Nodes are defined to be “ready” when all their dependencies have been added to the set processed. Notice that since we aim to have maximally large contiguous swathes of instructions on the same protocol, the problem of picking which node to execute next is equivalent to picking which protocol to execute; once a protocol is chosen, we’ll execute all ready nodes which are associated with that protocol.

The idea behind this algorithm is that we “regret” choosing to execute vertex $v$ on a particular protocol $P$ at time $t$ when some descendant $v’$ of $v$ is on protocol $P$, but has a dependency $d$ which is on a different protocol $P_d$ and was ready at time $t$ — that is, we could have chosen to execute $d$ at time $t$. By choosing $v$ at time $t$, we are forced to pause execution on protocol $P$ and switch to $P_d$ to evaluate $d$ before returning to $P$ to execute $v’$. To minimize this “regret”, when we have a choice of which protocol to choose next, we try to choose one which will resolve the greatest number of dependencies on other protocols.

Reordering performs a topological sort of the nodes; the main portion of the algorithm is the heuristic to determine which is the next node to process (FetchNext).

If we are currently on a certain protocol (lines 1-3), then we will complete any nodes that are ready on that protocol. If there are no nodes left, we choose the next protocol by determining which protocol will “free up” the most dependencies. Lines 5-8 find all the reachable nodes for each node in ready. Lines 9-12 compute protocols of all nodes that will be resolved if we process a certain protocol. Line 13 then selects the protocol which will resolve the greatest number of dependencies.

This is still a work in progress. We have an idea for a better heuristic which may even produce provably optimum solutions.

Evaluation

To rigorously evaluate our re-ordering heuristic, we made a mock-up of this problem at this Github Repo.

This Python code generates a random DAG and assigns a random protocol to each node. The code finds the optimal solution by brute-forcing every topological ordering of the nodes and finding the minimum number of protocol changes required; the limitation of these tests is that they are not very scalable and we could only realistically test on small DAG’s. We then compare this result to our heuristic and find the following “correctness” distribution:

error_histogram

Here, the error is defined by the number of swaps computed by our algorithm compared to the optimal solution. p is defined to be the probability of a DAG edge existing.

From these results, we see that our heuristic gives an optimal solution for nearly 90% of the randomly generated graphs. We also estimate that the smallest approximation factor that describes our algorithm is ɑ=2, where our algorithm gives twice as many swaps as the optimal solution (number is obtained by a small adversarial example).

We also computed how the average percent error is affected by the connectivity of the DAG:

error_vs_p

These results seem to make sense; sparse graphs are rather uncomplicated and most solutions will already be optimal, and highly-connected graphs have a smaller space of possible topological sorts. It would be interesting to perform a more rigorous analysis of the algorithm to explain the empirical results.
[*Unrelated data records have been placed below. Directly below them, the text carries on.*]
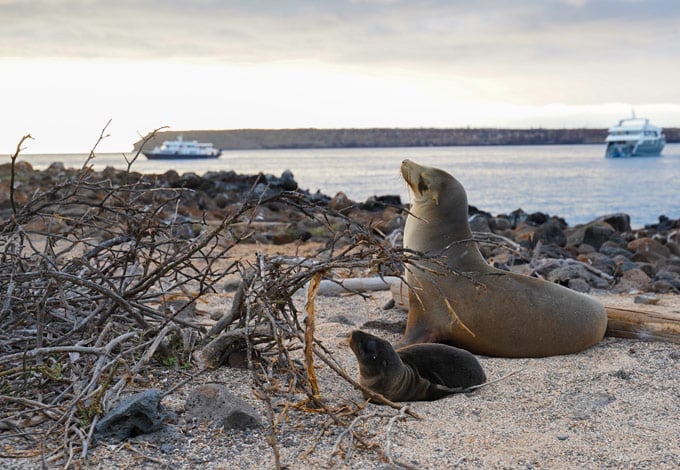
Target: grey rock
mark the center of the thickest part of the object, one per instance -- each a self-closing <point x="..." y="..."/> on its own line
<point x="647" y="299"/>
<point x="215" y="403"/>
<point x="141" y="413"/>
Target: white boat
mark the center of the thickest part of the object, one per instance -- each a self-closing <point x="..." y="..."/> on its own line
<point x="179" y="148"/>
<point x="634" y="137"/>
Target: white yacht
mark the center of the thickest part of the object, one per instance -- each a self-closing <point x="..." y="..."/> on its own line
<point x="634" y="137"/>
<point x="179" y="148"/>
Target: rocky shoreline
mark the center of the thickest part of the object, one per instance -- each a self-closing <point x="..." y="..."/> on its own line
<point x="603" y="254"/>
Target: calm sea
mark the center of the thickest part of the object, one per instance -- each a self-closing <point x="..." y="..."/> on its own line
<point x="573" y="181"/>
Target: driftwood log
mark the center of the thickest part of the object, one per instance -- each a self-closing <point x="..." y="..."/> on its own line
<point x="645" y="325"/>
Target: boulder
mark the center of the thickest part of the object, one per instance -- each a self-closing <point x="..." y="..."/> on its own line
<point x="141" y="413"/>
<point x="214" y="402"/>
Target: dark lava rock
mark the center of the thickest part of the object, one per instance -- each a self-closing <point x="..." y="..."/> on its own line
<point x="215" y="403"/>
<point x="141" y="413"/>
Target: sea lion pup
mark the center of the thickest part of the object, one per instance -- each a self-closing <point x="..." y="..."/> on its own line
<point x="455" y="297"/>
<point x="421" y="372"/>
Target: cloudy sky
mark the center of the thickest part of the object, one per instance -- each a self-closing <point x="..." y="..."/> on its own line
<point x="67" y="67"/>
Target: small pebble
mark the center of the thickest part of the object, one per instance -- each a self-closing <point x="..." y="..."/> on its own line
<point x="647" y="299"/>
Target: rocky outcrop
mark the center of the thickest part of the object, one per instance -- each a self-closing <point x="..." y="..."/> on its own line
<point x="605" y="253"/>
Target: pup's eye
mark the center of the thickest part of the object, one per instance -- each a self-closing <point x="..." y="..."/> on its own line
<point x="371" y="346"/>
<point x="422" y="185"/>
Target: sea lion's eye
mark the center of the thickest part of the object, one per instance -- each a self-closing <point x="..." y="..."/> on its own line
<point x="371" y="346"/>
<point x="422" y="185"/>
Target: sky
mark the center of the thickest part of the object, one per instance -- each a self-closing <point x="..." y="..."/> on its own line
<point x="72" y="70"/>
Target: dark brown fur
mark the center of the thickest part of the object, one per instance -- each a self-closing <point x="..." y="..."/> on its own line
<point x="421" y="372"/>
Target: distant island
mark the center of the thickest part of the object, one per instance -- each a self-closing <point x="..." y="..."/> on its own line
<point x="256" y="139"/>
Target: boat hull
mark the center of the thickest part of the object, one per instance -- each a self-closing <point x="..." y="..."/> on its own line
<point x="629" y="149"/>
<point x="178" y="156"/>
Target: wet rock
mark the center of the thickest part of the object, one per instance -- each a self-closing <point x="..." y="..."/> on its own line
<point x="287" y="181"/>
<point x="341" y="202"/>
<point x="633" y="280"/>
<point x="141" y="413"/>
<point x="551" y="233"/>
<point x="601" y="262"/>
<point x="612" y="249"/>
<point x="215" y="403"/>
<point x="619" y="221"/>
<point x="646" y="299"/>
<point x="479" y="223"/>
<point x="648" y="250"/>
<point x="517" y="217"/>
<point x="565" y="273"/>
<point x="537" y="218"/>
<point x="499" y="224"/>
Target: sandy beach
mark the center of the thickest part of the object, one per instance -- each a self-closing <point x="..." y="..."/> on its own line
<point x="612" y="406"/>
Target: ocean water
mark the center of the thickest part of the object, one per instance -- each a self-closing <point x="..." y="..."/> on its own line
<point x="572" y="181"/>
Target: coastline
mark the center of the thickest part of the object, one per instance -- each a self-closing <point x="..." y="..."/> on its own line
<point x="563" y="411"/>
<point x="242" y="139"/>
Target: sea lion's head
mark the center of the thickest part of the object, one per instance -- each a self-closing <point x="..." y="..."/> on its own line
<point x="439" y="209"/>
<point x="376" y="357"/>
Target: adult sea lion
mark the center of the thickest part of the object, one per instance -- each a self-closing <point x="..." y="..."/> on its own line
<point x="455" y="297"/>
<point x="421" y="372"/>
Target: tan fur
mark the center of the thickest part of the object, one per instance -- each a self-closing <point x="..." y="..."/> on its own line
<point x="457" y="298"/>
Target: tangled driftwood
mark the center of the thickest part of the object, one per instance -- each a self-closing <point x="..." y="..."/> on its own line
<point x="96" y="278"/>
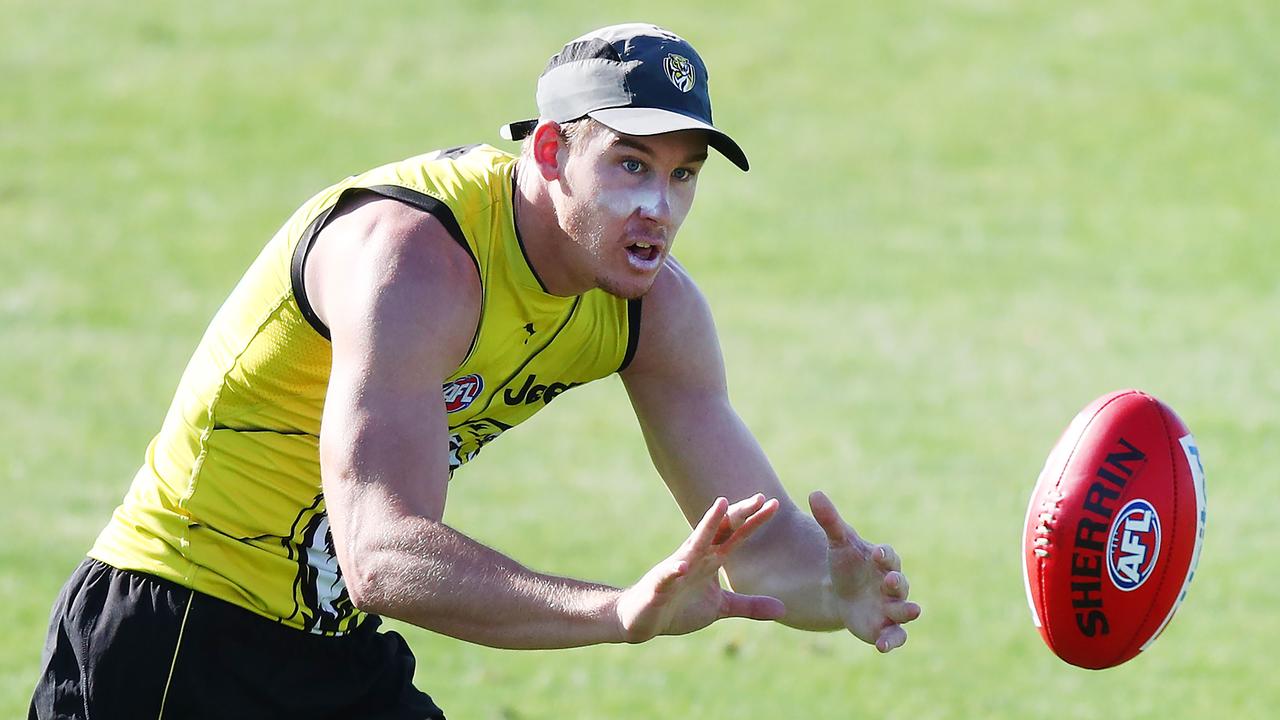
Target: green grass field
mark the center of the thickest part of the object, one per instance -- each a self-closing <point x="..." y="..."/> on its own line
<point x="965" y="219"/>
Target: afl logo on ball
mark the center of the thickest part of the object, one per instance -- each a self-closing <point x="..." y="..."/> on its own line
<point x="680" y="71"/>
<point x="1133" y="545"/>
<point x="462" y="392"/>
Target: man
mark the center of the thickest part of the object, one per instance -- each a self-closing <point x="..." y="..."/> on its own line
<point x="296" y="490"/>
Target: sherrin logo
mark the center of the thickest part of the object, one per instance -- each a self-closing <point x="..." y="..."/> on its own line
<point x="462" y="392"/>
<point x="1133" y="545"/>
<point x="680" y="71"/>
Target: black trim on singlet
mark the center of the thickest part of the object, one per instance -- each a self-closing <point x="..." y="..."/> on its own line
<point x="433" y="206"/>
<point x="632" y="332"/>
<point x="520" y="240"/>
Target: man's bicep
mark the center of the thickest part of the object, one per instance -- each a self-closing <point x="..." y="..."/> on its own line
<point x="398" y="305"/>
<point x="696" y="440"/>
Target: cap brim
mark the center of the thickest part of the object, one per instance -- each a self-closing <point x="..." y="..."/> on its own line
<point x="652" y="121"/>
<point x="519" y="130"/>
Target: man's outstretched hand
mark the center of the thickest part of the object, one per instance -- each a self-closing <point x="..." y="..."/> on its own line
<point x="684" y="593"/>
<point x="867" y="580"/>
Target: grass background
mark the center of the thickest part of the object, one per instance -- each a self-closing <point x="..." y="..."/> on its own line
<point x="964" y="220"/>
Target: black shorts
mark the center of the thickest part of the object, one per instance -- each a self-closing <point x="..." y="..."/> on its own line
<point x="126" y="645"/>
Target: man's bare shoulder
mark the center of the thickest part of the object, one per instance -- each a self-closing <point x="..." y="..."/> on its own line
<point x="676" y="324"/>
<point x="383" y="261"/>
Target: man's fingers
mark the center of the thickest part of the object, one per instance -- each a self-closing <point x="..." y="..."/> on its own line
<point x="750" y="524"/>
<point x="668" y="573"/>
<point x="891" y="637"/>
<point x="896" y="584"/>
<point x="839" y="533"/>
<point x="887" y="557"/>
<point x="753" y="606"/>
<point x="743" y="509"/>
<point x="903" y="611"/>
<point x="704" y="534"/>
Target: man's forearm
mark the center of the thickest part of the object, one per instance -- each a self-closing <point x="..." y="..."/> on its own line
<point x="429" y="574"/>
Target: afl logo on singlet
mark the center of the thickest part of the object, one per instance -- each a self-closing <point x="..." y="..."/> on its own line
<point x="462" y="392"/>
<point x="1133" y="545"/>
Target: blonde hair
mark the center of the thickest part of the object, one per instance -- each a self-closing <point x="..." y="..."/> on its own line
<point x="575" y="132"/>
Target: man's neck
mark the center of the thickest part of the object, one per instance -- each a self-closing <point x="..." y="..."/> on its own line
<point x="540" y="232"/>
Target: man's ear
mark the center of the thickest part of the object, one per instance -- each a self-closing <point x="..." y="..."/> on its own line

We also tested our implementation on handwritten programs in the pre-circuit language, both based on existing benchmarks for cryptographic compilers and programs which mix multiple protocols in suboptimal orders. For each example, maximally large groupings were constructed.

An important task for future work is to test on more representative benchmarks. Existing benchmarks are small and do not use more than two cryptographic protocols, since most standard benchmarks are for cryptographic compilers which only support one protocol. However, these small programs make it difficult to demonstrate benefits of optimizations such as reordering.